Authors: Justin Cronin
Había otros como él, hombres y mujeres que por un motivo u otro no se casaban y vivían solos, y el Coronel tal vez se habría refugiado en el anonimato del ermitaño de no ser por los acontecimientos de la Noche Oscura. Peter sólo tenía seis años en aquel tiempo. No estaba seguro de si sus recuerdos eran reales, o sólo historias que la gente le había contado, embellecidas por su imaginación con el transcurso de los años. De todos modos, estaba seguro de acordarse del terremoto. Siempre se producían terremotos, pero ninguno como el que había sacudido la montaña aquella noche, cuando los niños se estaban preparando para ir a la cama, un solo y enorme temblor, seguido por un minuto entero de sacudidas tan violentas que dio la impresión de que la tierra se partía en dos. Peter recordaba la sensación de impotencia que experimentó cuando lo levantaron, arrojado como una hoja al viento, y después los gritos y chillidos, Profesora aullando sin cesar, y el estruendo y el sabor a polvo en la boca cuando la muralla occidental del Asilo se vino abajo. El terremoto se había desencadenado justo después del ocaso y se había llevado por delante la red eléctrica. Cuando los primeros virales atravesaron el perímetro, no les quedó más remedio que incendiar el cortafuegos y replegarse hasta los restos del Asilo. Muchos de los muertos habían quedado atrapados bajo los cascotes de sus casas. Por la mañana, se habían perdido 162 almas, incluidas nueve familias enteras, así como la mitad del rebaño, casi todos los pollos y todos los perros.

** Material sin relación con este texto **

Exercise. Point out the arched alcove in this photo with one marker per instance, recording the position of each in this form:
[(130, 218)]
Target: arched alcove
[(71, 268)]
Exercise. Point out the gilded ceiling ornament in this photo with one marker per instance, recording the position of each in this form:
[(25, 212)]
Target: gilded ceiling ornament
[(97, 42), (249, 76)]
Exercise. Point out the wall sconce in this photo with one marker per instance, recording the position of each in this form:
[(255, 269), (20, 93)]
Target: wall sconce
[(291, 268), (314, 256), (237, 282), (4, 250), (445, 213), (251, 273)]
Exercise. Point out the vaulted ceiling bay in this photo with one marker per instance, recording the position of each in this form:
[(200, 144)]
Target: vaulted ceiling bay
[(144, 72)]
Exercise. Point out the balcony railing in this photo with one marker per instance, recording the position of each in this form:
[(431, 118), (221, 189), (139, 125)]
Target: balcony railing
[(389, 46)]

Muchos de los supervivientes debían sus vidas al Coronel. Él solo había abandonado la seguridad del Asilo en busca de supervivientes. Cargó a muchos heridos a la espalda y los trasladó al Almacén, donde resistió los ataques de los virales durante toda la noche. Ese grupo incluía a John y Angel Donadio, los padres de Alicia. De las casi dos docenas de personas a quienes rescató, ellos fueron los únicos que murieron. A la mañana siguiente, cubierto de sangre y polvo, el Coronel había entrado en lo que quedaba del Asilo, tomado a Alicia de la mano y anunciado: «Yo me ocuparé de la niña», y regresado con Alicia pisándole los talones. Ninguno de los adultos presentes en la sala había sido capaz de reunir fuerzas para oponerse. Aquella noche se había convertido en huérfana, como muchos otros, y los Donadio eran Caminantes, no Primeras Familias. Si alguien deseaba cuidar de ella, parecía un trato razonable. Pero también era cierto, o al menos eso dijo la gente en aquel tiempo, que en la conformidad de la niña habían intuido la mano del destino, cuando no la liquidación de una deuda cósmica. Alicia estaba destinada a ser de él.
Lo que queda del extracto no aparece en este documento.